RE: Debate with a Christian
March 9, 2014 at 5:08 pm
(This post was last modified: March 9, 2014 at 5:14 pm by discipulus.)
(March 9, 2014 at 5:03 pm)Beccs Wrote:(March 9, 2014 at 5:00 pm)discipulus Wrote: Dr. Edwin Masao Yamauchi is a Japanese American historian, editor and academic. He is Professor Emeritus of History at Miami University, where he taught from 1969 until 2005. Dr. Yamauchi when speaking of the Roman historian Tacitus' reference of Jesus sums up the reference by concluding that it is probably the single most important reference to Jesus Christ outside of the bible. Reporting on Emperor Nero's decision to blame the Christians for the fire that had destroyed Rome in A.D. 64, the Roman historian Tacitus wrote:
Nero fastened the guilt . . . on a class hated for their abominations, called Christians by the populace. Christus, from whom the name had its origin, suffered the extreme penalty during the reign of Tiberius at the hands of . . . Pontius Pilatus, and a most mischievous superstition, thus checked for the moment, again broke out not only in Judaea, the first source of the evil, but even in Rome. . . .{1}
What all can we learn from this ancient (and rather unsympathetic) reference to Jesus and the early Christians? Notice, first, that Tacitus reports Christians derived their name from a historical person called Christus (from the Latin), or Christ. He is said to have "suffered the extreme penalty," obviously alluding to the Roman method of execution known as crucifixion. This is said to have occurred during the reign of Tiberius and by the sentence of Pontius Pilatus. This confirms much of what the Gospels tell us about the death of Jesus.
1- Tacitus, Annals 15.44
"Publius (or Gaius) Cornelius Tacitus (/ˈtæsɪtʊs/; c. AD 56 – after 117)"

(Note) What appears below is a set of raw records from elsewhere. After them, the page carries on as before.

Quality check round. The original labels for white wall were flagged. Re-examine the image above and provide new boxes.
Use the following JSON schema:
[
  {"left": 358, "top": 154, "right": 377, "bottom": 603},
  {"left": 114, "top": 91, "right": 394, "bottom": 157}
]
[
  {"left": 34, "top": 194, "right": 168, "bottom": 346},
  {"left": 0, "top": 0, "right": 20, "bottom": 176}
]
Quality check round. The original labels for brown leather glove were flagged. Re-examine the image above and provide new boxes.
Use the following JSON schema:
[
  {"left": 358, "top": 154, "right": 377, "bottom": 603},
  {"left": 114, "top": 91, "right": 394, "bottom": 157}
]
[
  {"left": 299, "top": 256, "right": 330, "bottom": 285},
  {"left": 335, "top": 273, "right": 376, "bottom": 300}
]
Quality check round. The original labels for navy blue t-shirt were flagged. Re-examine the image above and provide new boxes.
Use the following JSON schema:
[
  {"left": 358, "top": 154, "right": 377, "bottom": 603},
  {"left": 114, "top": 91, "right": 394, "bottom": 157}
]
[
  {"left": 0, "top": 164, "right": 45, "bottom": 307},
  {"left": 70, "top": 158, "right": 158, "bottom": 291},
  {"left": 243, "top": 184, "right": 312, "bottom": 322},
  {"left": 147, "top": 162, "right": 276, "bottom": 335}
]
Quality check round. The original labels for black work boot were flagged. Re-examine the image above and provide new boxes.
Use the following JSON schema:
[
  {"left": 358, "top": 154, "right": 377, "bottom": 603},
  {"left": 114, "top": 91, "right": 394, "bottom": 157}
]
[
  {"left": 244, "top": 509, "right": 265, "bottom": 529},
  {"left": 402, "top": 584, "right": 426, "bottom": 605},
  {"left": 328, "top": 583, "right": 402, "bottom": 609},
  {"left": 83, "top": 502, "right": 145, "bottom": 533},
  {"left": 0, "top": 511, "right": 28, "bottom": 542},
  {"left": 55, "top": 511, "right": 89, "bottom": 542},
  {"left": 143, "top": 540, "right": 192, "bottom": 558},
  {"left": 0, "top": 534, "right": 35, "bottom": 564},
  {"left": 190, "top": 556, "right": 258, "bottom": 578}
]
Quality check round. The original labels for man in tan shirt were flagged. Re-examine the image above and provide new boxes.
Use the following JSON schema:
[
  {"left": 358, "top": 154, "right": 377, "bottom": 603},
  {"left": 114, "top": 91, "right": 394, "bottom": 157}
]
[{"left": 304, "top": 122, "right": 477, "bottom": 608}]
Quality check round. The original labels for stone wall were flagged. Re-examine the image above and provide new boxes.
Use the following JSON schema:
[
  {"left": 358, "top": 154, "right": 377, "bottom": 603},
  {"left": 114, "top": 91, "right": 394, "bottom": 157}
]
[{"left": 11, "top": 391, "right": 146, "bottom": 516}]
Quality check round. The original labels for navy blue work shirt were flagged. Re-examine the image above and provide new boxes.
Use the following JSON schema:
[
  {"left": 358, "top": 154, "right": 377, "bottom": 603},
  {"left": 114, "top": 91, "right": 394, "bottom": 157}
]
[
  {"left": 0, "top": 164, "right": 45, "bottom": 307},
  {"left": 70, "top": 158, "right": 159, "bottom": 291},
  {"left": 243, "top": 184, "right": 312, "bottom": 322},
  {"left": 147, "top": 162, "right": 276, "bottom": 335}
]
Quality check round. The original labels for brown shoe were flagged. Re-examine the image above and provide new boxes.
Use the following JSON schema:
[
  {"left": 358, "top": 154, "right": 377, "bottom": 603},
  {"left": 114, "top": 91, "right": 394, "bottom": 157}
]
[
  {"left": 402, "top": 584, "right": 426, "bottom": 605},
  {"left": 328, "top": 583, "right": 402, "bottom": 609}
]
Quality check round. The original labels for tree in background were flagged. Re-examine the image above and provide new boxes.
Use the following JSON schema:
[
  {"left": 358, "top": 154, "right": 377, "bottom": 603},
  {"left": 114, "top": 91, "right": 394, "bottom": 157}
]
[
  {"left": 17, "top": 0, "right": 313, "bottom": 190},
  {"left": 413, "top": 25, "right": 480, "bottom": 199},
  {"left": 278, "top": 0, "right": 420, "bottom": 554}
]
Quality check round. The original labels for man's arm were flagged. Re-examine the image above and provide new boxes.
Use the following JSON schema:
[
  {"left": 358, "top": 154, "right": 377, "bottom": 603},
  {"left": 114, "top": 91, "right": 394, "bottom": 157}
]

AS we say, there are no CONTEMPORARY citations for the life of Jesus outside the bible.
LOL....this is a favorite mainline of internet infidels....
No academic would use it, but I will humor you by asking.....
So what? What reference do you have regarding the historiographical methodology that can substantiate your assertion that a necessary condition of historical reliability of an account of someone's life is that there be contemporaneous accounts of said person?